Fowles, a WNBA legend, also has Miami ties. The Miami native enters the Hall of Fame after playing her high school basketball at Miami Edison High and Gulliver Prep and then becoming an eight-time WNBA All-Star and two-time WNBA champion.
Enshrinement weekend is Sept. 5-6 at the Mohegan Sun in Uncasville, Connecticut, and the Hall of Fame in Springfield, Massachusetts.
In Arison's 29 years at the helm of the franchise, the Heat has won three NBA championships (2006, 2012, 2013). The Heat has also made seven NBA Finals appearances, made 10 Eastern Conference Finals appearances, won 16 division titles and advanced to the playoffs 23 times.
Since Arison's first full season operating the team, the Heat entered this season with a 1,316-995 (.569) record — the best in the Eastern Conference and second-best in the NBA.
Among Arison's top accomplishments as Heat owner was helping to bring Pat Riley to the organization prior to the 1995-96 season. Riley spent 11 seasons as the Heat's head coach and has served as the team president since he arrived, becoming one of the most successful figures in South Florida sports.
Under Arison's leadership, the Heat earned the NBA's 2021 Sales & Marketing Team of the Year award. In November 2020, Arison was named to the board of the NBA's Social Justice Coalition that focuses on action and change around voting access and criminal justice reform at the national, state and local levels. In 2018, the Heat captured the NBA's inaugural Inclusion Leadership Award for the franchise's commitment to diversity and inclusion.
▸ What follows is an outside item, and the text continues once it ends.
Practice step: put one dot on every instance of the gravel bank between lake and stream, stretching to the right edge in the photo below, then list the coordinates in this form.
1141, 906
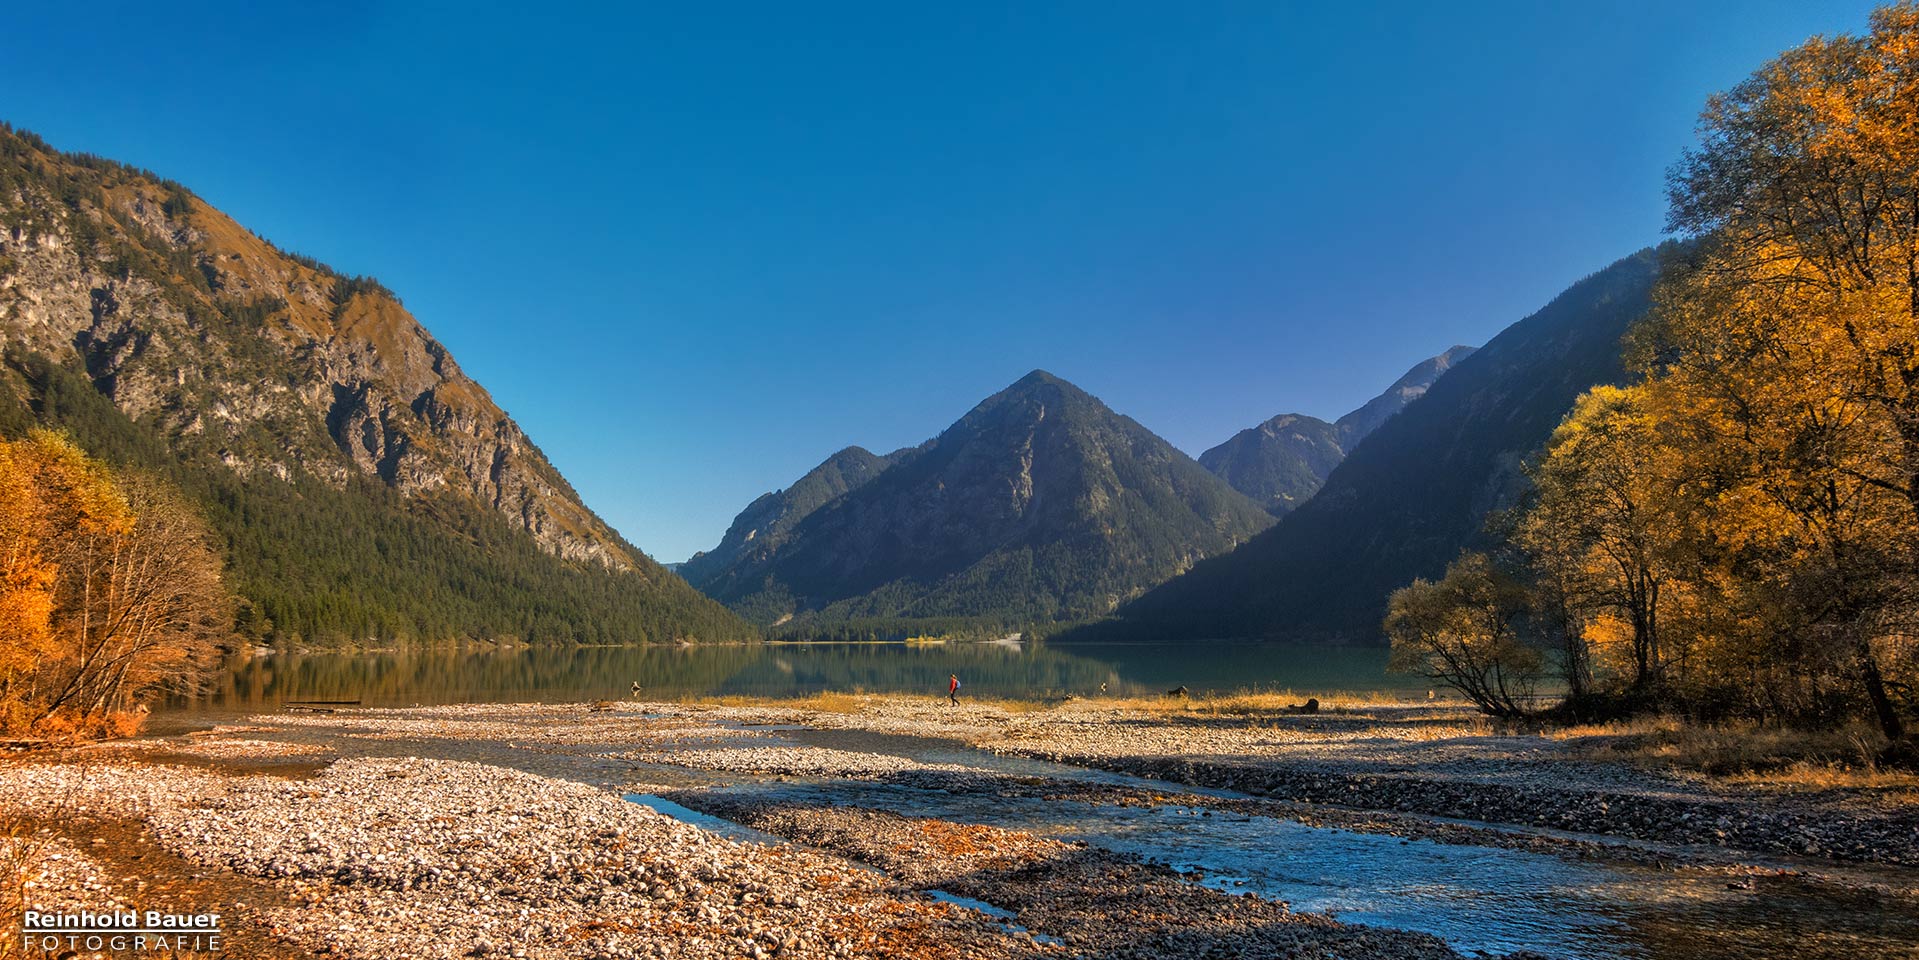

Arison served a three-year term as the Chairman of the NBA Board of Governors beginning in October 2005 and his family has been involved with the organization since his father Ted Arison brought the franchise to the NBA in 1988. Arison's son, Nick Arison, has served as the Heat's Chief Executive Officer since July 2011.
The Arison family has supported a variety of arts-related and community service organizations around South Florida. Organizations supported by the Arison family include World Central Kitchen, Wounded Warriors, ICA Miami, Miami Children's Museum, Jackson Memorial Foundation, Miami Project to Cure Paralysis, Project Medishare for Haiti, Direct Relief, Big Brothers/Big Sisters of Miami, United Way of Miami Dade, Chapman Partnership, Lotus House, Overtown Youth Center, Feeding South Florida, among others.
Away from basketball, Arison has helped lead Carnival Corporation for more than three decades. He's currently the chairman of Carnival Corporation & plc.
Arison will become the 11th person with Heat ties to be inducted into the Hall of Fame, joining Billy Cunningham (1986), Bob McAdoo (2000), Riley (2008), Gary Payton (2013), Alonzo Mourning (2014), Shaquille O'Neal (2016), Ray Allen (2018), Bosh (2021), Tim Hardaway (2022) and Wade (2023).